Victims of human trafficking need to learn that as human trafficking victims, they have a broad range of rights accorded to them by virtue of their victim status. Even if a victim is here illegally, the government will not focus on their immigration status when they come forward to report the human trafficking activity. Rather, the priority is to go after the criminals that brought them here and the ones that use them as slaves. It is likely that the person coming forward is not the only person being victimized by their captors.

None of the following, by themselves, mean that a person is a victim of human trafficking. But there are some things to look for that may provide clues that an enslavement situation exists. Persons who live and work in the same building may be victims. The conditions in which they exist, such as the overall cleanliness and comfort level of their surroundings, the person's physical condition, and the absence of access to medical care, computers, cell phones and the outside world are all signs of human trafficking.

Often times, the traffickers use security measures to manage people coming and going from the location to ensure the victim cannot escape.
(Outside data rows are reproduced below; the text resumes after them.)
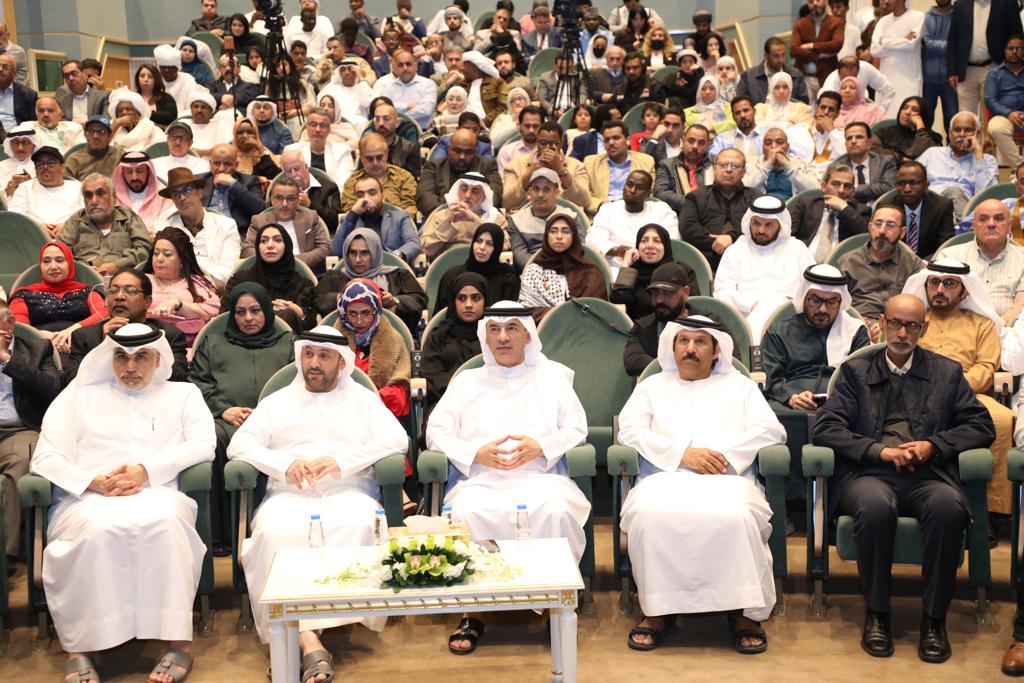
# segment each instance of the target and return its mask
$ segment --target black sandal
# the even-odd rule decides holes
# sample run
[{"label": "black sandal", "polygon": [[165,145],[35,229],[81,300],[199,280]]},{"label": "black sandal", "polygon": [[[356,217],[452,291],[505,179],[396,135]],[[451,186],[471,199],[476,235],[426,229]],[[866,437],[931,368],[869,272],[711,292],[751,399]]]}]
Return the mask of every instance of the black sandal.
[{"label": "black sandal", "polygon": [[[476,644],[484,637],[484,622],[472,617],[466,617],[459,622],[459,627],[448,636],[448,651],[453,655],[468,655],[476,650]],[[466,649],[452,647],[456,640],[468,640],[470,645]]]},{"label": "black sandal", "polygon": [[[644,617],[644,619],[647,618],[648,617]],[[674,614],[665,615],[662,618],[665,620],[665,626],[660,629],[651,628],[650,626],[634,626],[629,632],[629,637],[626,639],[626,644],[629,645],[631,649],[639,650],[641,652],[650,652],[654,648],[658,647],[662,639],[666,635],[668,635],[668,633],[672,630],[672,627],[676,623]],[[643,621],[643,619],[641,619],[640,621]],[[638,643],[636,642],[636,640],[633,639],[633,636],[650,636],[651,641],[653,642],[651,642],[649,645],[644,643]]]},{"label": "black sandal", "polygon": [[302,683],[308,683],[320,675],[325,678],[320,683],[331,683],[334,680],[334,656],[327,650],[313,650],[302,656]]},{"label": "black sandal", "polygon": [[[757,628],[742,628],[737,631],[736,620],[739,616],[739,614],[735,613],[729,615],[729,628],[732,630],[732,646],[735,648],[736,652],[739,652],[741,655],[758,655],[766,651],[768,649],[768,634],[764,632],[764,629],[761,628],[761,625],[758,624],[758,622],[750,619],[749,617],[744,618],[758,624]],[[744,645],[744,638],[760,638],[761,644]]]}]

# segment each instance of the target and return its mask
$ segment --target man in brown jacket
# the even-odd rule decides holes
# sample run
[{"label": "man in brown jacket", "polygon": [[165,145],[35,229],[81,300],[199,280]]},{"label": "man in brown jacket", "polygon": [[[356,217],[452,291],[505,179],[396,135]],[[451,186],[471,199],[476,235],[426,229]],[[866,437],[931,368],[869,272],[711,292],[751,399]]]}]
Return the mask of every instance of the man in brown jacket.
[{"label": "man in brown jacket", "polygon": [[463,87],[468,93],[472,93],[476,87],[475,81],[480,81],[480,101],[484,105],[481,118],[484,125],[490,128],[498,114],[508,107],[508,83],[498,75],[494,61],[475,50],[462,55],[462,73],[466,77]]},{"label": "man in brown jacket", "polygon": [[846,37],[846,22],[825,14],[826,0],[807,0],[810,13],[793,24],[789,54],[804,72],[807,96],[813,103],[825,78],[838,66],[839,50]]},{"label": "man in brown jacket", "polygon": [[256,253],[256,233],[268,223],[284,227],[298,249],[295,257],[317,275],[323,274],[331,236],[316,211],[299,206],[299,184],[288,176],[280,176],[270,184],[270,208],[252,217],[242,243],[242,258]]}]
They also monitor who is on the premises. Victims may be afraid to speak to anyone from the outside, their captors tend to speak for their victims in public situations, never leaving them alone for such things as doctor appointments, and victims do not usually carry their own cash or identification - those things are kept by their captors. The best rule of thumb is to call the authorities when in doubt or when anything suspicious is observed. To do otherwise can leave the victims in a life-long state of servitude, enslavement or worse.

Human trafficking is a dark side of the human existence; the underbelly of society where few people, other than the victims and their captors, go. One would think that our society has moved far beyond this subhuman behaviour, but with hundreds of thousands of people presently being victimized, it shows we have a long way to go. We must do all that we can to shut down this awful, inhumane industry that is operating right here in our own communities.